The Magic Of Community

An ongoing component of the roadmap that is best described as magic, is having a community of men surround you and embrace you as you take this journey. This is a powerful contradiction to the lack of loving fatherly/male attention that is most men’s experience. Coming to count on a container of meaningful support for one’s journey to love causes an internal shift that keeps lifting the burden and welcomes one to look forward to new possibilities. It also provides a contradiction to one of the most divisive components of patriarchal culture, the idea that men are inherently dangerous and women are safe. This sets up men to avoid intimate relationships with men and overload women with impossible expectations of providing relief services.  Love does not know this kind of divisiveness.

So I offer safety, self worth, respectful communication, telling the truth and feeling, moving beyond sexual obsession as a definition of intimacy, distinguishing between anger, abuse and sacred rage and finally the magic of community as the key elements on men’s journey from a fear based life to more of a love based life.

I am grateful for the privilege of doing this work as a way of helping me, my family and my brothers and my community move in a more loving and life-affirming direction and I offer you my blessings for your lifelong journey to love.


(The following poem was read at the original presentation. It has been suggested that it is a distraction from the original message.)

I would like to close with a poem by Louis Evely, a man who was a religious leader in the Christian tradition.
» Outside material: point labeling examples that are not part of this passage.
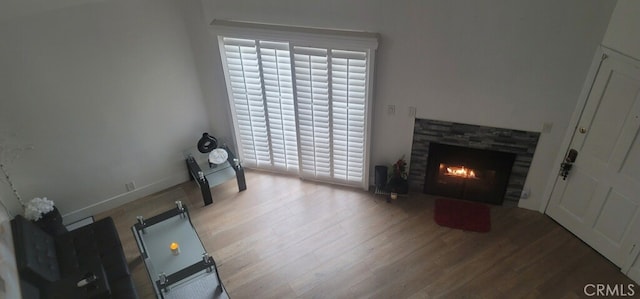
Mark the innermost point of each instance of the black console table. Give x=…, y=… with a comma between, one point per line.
x=209, y=175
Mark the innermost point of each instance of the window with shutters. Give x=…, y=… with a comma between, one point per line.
x=300, y=101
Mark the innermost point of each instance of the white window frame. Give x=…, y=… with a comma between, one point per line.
x=306, y=37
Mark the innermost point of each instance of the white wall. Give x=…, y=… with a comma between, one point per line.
x=623, y=33
x=108, y=93
x=511, y=64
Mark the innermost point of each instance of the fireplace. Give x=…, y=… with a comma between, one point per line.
x=468, y=173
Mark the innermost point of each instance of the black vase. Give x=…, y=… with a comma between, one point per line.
x=51, y=223
x=398, y=185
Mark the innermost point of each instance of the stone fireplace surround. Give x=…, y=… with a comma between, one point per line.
x=521, y=143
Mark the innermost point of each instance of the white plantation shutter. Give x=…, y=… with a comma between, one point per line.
x=278, y=89
x=312, y=85
x=348, y=95
x=245, y=92
x=300, y=101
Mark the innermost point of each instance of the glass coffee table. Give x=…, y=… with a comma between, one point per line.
x=176, y=260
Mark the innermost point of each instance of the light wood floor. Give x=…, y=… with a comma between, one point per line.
x=285, y=238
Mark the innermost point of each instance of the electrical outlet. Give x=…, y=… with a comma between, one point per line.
x=130, y=186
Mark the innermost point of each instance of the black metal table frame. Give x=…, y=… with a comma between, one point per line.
x=163, y=283
x=203, y=183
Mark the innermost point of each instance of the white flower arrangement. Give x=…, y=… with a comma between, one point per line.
x=37, y=207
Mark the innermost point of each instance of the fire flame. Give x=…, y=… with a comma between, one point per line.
x=461, y=172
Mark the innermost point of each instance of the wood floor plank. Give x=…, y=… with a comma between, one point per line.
x=287, y=238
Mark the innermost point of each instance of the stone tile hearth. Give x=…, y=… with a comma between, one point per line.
x=521, y=143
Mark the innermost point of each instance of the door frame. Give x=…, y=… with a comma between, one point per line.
x=596, y=62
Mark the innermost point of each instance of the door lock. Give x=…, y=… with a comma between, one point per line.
x=566, y=166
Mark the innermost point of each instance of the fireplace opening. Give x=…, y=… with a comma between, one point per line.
x=468, y=173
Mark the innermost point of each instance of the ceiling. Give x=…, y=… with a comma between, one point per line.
x=11, y=9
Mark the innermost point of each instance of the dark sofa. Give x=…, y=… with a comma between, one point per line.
x=51, y=264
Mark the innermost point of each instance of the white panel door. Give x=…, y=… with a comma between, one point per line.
x=600, y=199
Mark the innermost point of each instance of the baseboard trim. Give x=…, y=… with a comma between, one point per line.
x=127, y=197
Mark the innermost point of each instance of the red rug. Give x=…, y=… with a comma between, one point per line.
x=464, y=215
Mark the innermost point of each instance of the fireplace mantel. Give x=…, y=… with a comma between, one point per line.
x=521, y=143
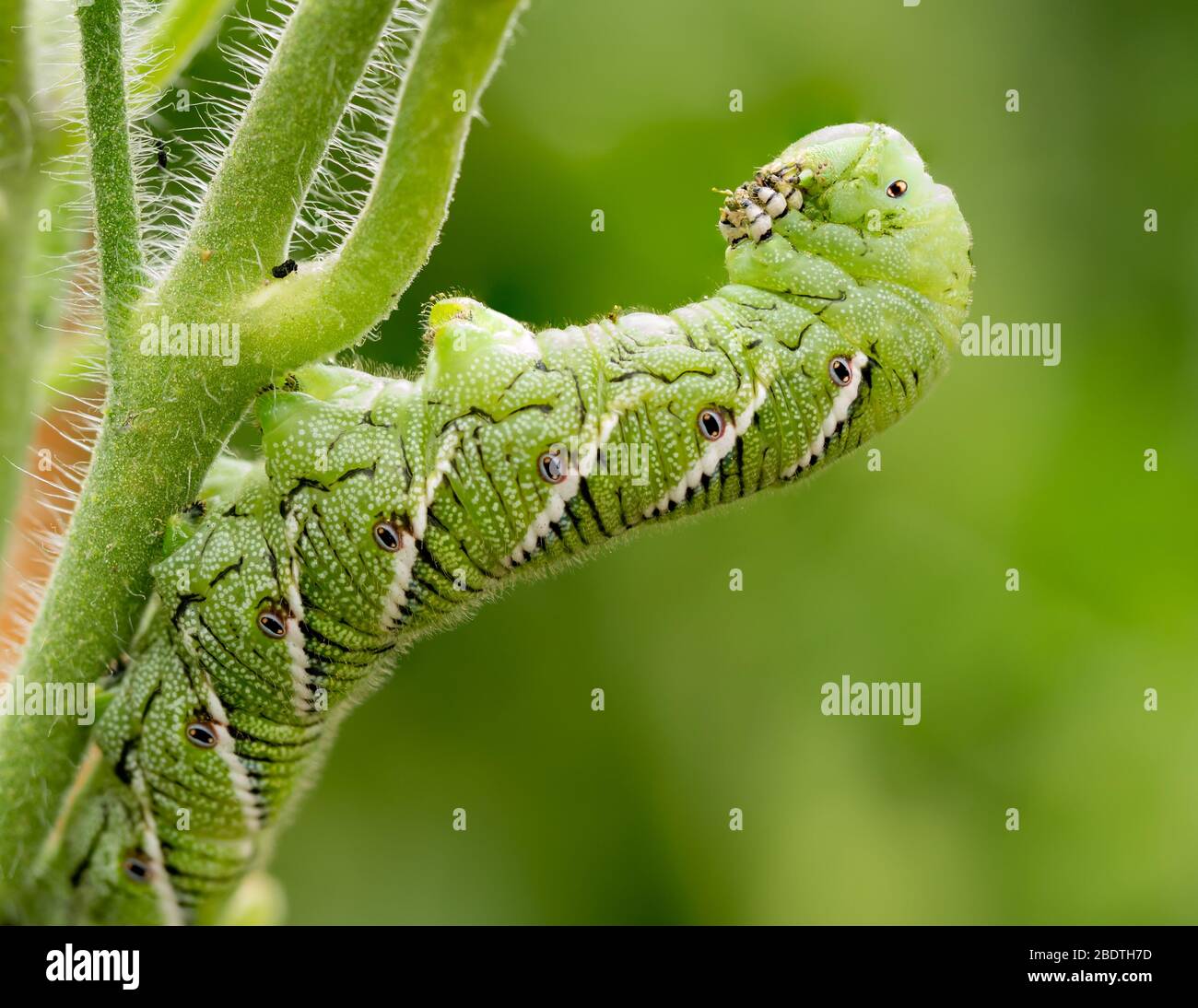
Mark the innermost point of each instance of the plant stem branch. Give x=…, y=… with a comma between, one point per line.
x=114, y=196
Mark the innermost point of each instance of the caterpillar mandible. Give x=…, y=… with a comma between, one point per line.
x=383, y=507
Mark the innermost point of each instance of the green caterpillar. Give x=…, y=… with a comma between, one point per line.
x=383, y=507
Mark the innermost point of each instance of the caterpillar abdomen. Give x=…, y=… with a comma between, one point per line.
x=384, y=505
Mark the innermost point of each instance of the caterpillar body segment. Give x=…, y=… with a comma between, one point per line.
x=384, y=507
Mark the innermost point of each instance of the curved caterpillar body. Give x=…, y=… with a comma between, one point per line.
x=383, y=505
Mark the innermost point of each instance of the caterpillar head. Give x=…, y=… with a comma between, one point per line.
x=861, y=198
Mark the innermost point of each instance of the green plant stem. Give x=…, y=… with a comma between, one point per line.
x=350, y=292
x=114, y=198
x=18, y=186
x=246, y=220
x=167, y=418
x=179, y=30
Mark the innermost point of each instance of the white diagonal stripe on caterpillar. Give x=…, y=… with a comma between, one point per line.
x=837, y=415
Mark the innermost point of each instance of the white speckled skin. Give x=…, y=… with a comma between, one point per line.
x=386, y=505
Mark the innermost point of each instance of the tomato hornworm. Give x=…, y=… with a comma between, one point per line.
x=383, y=507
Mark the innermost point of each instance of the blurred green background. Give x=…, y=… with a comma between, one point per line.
x=1030, y=699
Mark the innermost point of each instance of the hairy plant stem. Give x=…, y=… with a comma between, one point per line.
x=18, y=188
x=168, y=416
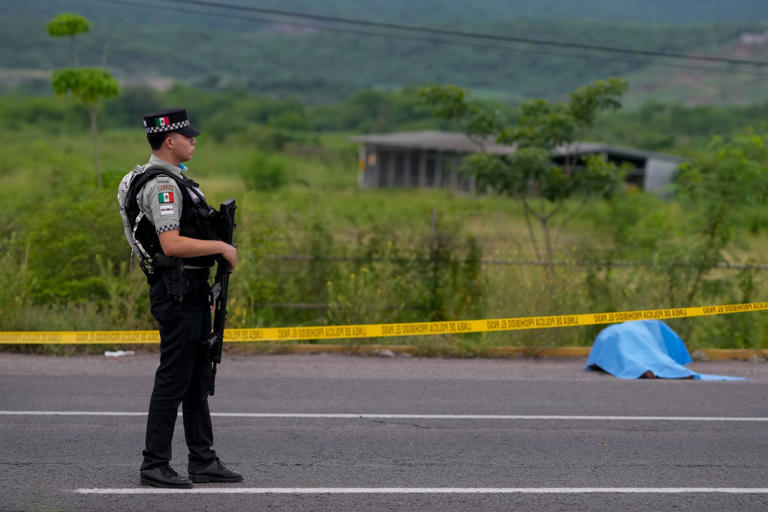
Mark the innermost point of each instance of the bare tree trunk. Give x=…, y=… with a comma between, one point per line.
x=95, y=134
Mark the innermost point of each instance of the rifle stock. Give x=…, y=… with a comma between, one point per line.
x=220, y=289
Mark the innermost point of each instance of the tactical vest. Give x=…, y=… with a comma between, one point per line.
x=197, y=221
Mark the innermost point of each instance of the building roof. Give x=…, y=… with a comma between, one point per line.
x=461, y=143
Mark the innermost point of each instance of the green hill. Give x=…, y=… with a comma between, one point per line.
x=219, y=49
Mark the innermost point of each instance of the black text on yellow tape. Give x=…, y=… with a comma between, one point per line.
x=382, y=330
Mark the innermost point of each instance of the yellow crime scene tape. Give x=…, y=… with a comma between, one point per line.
x=381, y=330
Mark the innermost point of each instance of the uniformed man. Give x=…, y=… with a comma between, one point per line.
x=177, y=211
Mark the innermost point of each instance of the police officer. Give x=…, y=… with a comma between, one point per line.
x=179, y=302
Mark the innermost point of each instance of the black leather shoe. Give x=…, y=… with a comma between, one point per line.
x=164, y=476
x=216, y=471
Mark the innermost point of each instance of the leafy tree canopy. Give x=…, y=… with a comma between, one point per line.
x=68, y=24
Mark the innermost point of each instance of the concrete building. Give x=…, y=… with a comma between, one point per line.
x=432, y=159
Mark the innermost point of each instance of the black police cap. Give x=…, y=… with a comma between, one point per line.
x=171, y=120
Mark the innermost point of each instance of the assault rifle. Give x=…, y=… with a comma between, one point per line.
x=220, y=290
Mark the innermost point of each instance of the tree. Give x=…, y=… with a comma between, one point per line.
x=89, y=87
x=529, y=175
x=69, y=25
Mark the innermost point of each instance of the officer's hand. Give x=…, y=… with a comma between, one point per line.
x=230, y=254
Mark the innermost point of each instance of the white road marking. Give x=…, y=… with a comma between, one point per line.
x=373, y=416
x=429, y=490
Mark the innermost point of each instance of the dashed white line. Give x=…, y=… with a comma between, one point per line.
x=429, y=490
x=374, y=416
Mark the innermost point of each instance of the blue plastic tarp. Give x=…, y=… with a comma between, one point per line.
x=631, y=349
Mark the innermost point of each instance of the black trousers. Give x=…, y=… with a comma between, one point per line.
x=183, y=376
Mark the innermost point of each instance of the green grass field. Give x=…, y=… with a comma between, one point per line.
x=65, y=261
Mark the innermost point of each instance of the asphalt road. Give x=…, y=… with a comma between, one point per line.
x=350, y=433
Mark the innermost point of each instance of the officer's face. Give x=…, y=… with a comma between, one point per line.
x=183, y=147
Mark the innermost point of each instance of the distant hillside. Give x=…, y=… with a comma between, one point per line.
x=440, y=11
x=158, y=45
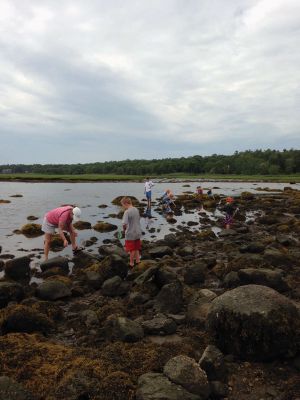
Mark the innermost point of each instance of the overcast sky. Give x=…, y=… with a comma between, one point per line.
x=98, y=80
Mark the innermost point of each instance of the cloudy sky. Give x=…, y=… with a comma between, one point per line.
x=98, y=80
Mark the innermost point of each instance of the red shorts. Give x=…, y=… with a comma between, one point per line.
x=131, y=245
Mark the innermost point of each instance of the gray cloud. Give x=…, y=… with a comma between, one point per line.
x=137, y=79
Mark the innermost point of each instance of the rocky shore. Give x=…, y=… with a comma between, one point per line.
x=203, y=316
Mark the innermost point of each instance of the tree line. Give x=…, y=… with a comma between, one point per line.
x=257, y=162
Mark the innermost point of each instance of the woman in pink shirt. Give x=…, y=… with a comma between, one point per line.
x=61, y=218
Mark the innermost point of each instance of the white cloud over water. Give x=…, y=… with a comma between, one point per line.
x=106, y=80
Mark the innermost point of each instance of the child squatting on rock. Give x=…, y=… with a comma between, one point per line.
x=230, y=211
x=133, y=231
x=61, y=218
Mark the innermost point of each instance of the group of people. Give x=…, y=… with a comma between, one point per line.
x=63, y=217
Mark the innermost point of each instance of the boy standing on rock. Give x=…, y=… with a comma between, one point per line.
x=148, y=187
x=133, y=232
x=230, y=211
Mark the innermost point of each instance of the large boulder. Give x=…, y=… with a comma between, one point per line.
x=255, y=322
x=10, y=291
x=18, y=268
x=159, y=325
x=53, y=290
x=104, y=227
x=19, y=318
x=32, y=230
x=213, y=363
x=154, y=386
x=55, y=262
x=115, y=287
x=170, y=298
x=109, y=249
x=124, y=329
x=12, y=390
x=263, y=276
x=195, y=273
x=185, y=371
x=160, y=251
x=199, y=307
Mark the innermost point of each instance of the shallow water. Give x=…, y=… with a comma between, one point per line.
x=38, y=198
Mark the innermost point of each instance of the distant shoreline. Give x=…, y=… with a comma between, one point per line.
x=97, y=178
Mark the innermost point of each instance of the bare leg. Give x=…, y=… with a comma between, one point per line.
x=137, y=256
x=131, y=262
x=47, y=241
x=73, y=240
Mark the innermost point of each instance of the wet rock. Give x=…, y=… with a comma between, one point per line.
x=18, y=268
x=195, y=273
x=115, y=287
x=252, y=248
x=93, y=279
x=89, y=318
x=147, y=275
x=137, y=298
x=154, y=386
x=277, y=258
x=186, y=251
x=20, y=318
x=117, y=201
x=227, y=233
x=104, y=227
x=32, y=230
x=12, y=390
x=124, y=329
x=10, y=291
x=185, y=371
x=199, y=307
x=32, y=218
x=231, y=280
x=171, y=240
x=160, y=251
x=262, y=276
x=170, y=298
x=218, y=389
x=82, y=225
x=159, y=325
x=55, y=262
x=164, y=276
x=286, y=240
x=53, y=290
x=83, y=259
x=113, y=249
x=213, y=363
x=254, y=322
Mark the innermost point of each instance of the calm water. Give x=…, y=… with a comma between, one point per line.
x=38, y=198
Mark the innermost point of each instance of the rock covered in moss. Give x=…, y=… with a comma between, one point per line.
x=82, y=225
x=104, y=227
x=32, y=218
x=117, y=200
x=20, y=318
x=12, y=390
x=32, y=230
x=18, y=268
x=53, y=290
x=186, y=372
x=155, y=386
x=55, y=262
x=10, y=291
x=254, y=322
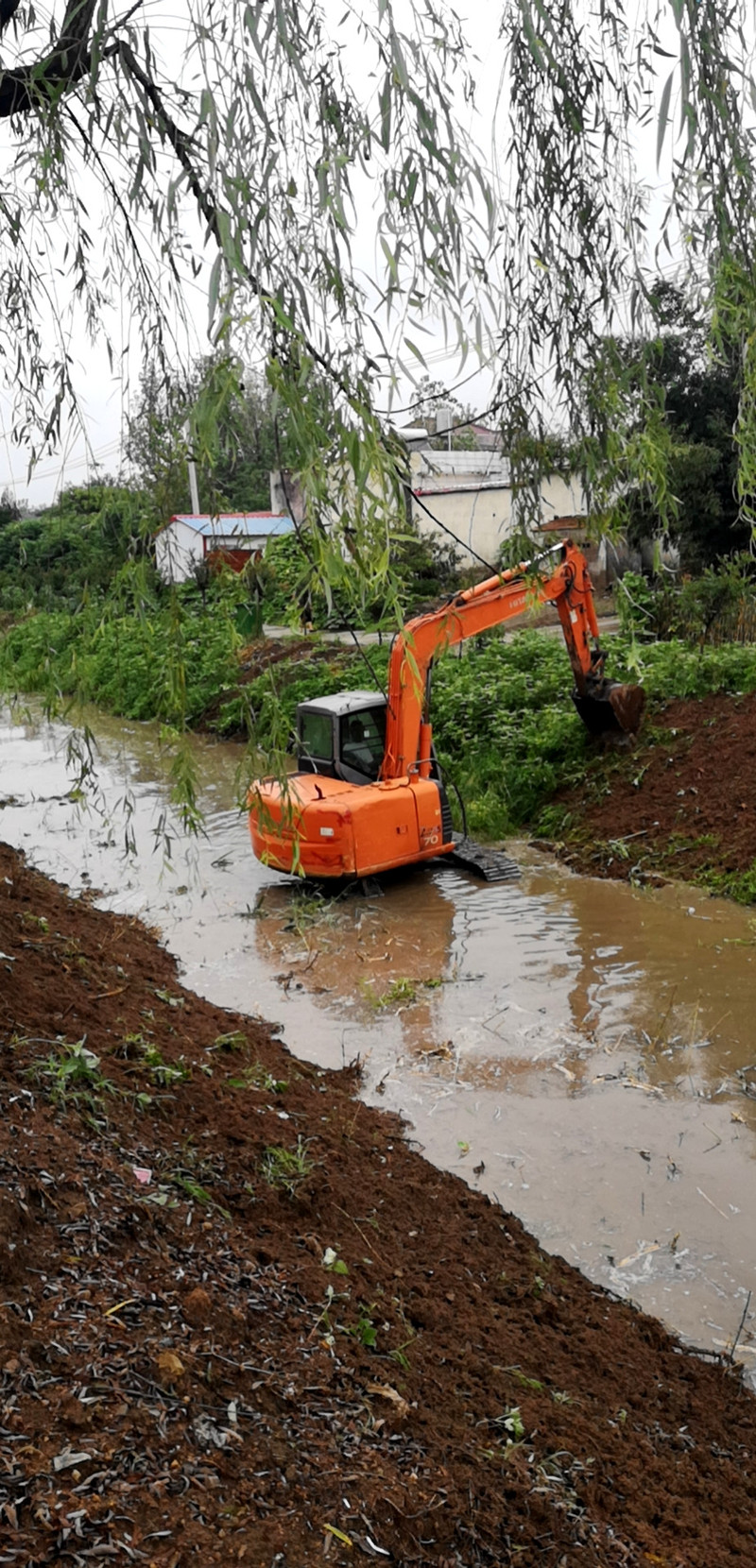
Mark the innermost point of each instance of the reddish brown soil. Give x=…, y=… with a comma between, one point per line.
x=182, y=1380
x=681, y=805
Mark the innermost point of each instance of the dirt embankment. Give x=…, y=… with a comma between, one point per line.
x=679, y=805
x=242, y=1322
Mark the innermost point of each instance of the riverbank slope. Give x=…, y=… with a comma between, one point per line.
x=242, y=1321
x=678, y=805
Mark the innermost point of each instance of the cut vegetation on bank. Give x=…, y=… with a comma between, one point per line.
x=506, y=729
x=232, y=1328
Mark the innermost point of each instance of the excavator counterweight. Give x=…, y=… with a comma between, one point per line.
x=368, y=793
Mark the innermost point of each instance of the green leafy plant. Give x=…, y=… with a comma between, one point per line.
x=73, y=1076
x=287, y=1168
x=258, y=1078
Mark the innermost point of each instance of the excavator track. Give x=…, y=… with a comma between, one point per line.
x=490, y=864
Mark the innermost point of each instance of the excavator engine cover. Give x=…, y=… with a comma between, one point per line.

His language is regrettably male centric and there is wisdom in his thoughts.

From “That Man Is You”

Our Lord expected the utmost from everyone.

Behind men’s grumpiest poses

            and most puzzling defense mechanisms

                        respectability and seriousness,

                        arrogance, dignified airs or coarseness,

                        silence or cursing –

He could see a child

            who hadn’t been loved enough

            and who had stopped developing

                        because someone’d ceased believing in him.

Appearances never fooled Him;

            He knew that people try to look wicked

                        as well as good,

                        and that both kinds are equally piteous.

We’ve become so evil

            because no one’s loved us

                        or discovered the real us,

            because no one’s inspired us

                        or wanted us to be better.

            Inside of every human being

            God exists and waits to be detected

                        so that he may thrive.

Loving people means summoning them forth

            with the loudest and most insistent of calls;

it means stirring up in them

                        a mute and hidden being

                        who can’t help leaping at the sound of our voice –

            a being so new

                        that even those who carried him didn’t know him,

                        and yet so authentic

                        that they can’t fail to recognize him

            once they discover him.

All love includes fatherhood and motherhood.

            To love someone is to bid him to live,

                        invite him to grow.

Since people don’t have the courage to mature

            unless someone has faith in them,

We have to reach those we meet

            at the level where they stopped developing,

                        where they were given up as hopeless,

                                    and so withdrew into

                                    themselves

                        and began to secrete

                                    a protective shell

                        because they thought they were alone

                                    and no one cared.

They have to feel they’re loved very deeply

                        and very boldly

            before they dare appear humble and kind,

                        affectionate, sincere

                                    and vulnerable.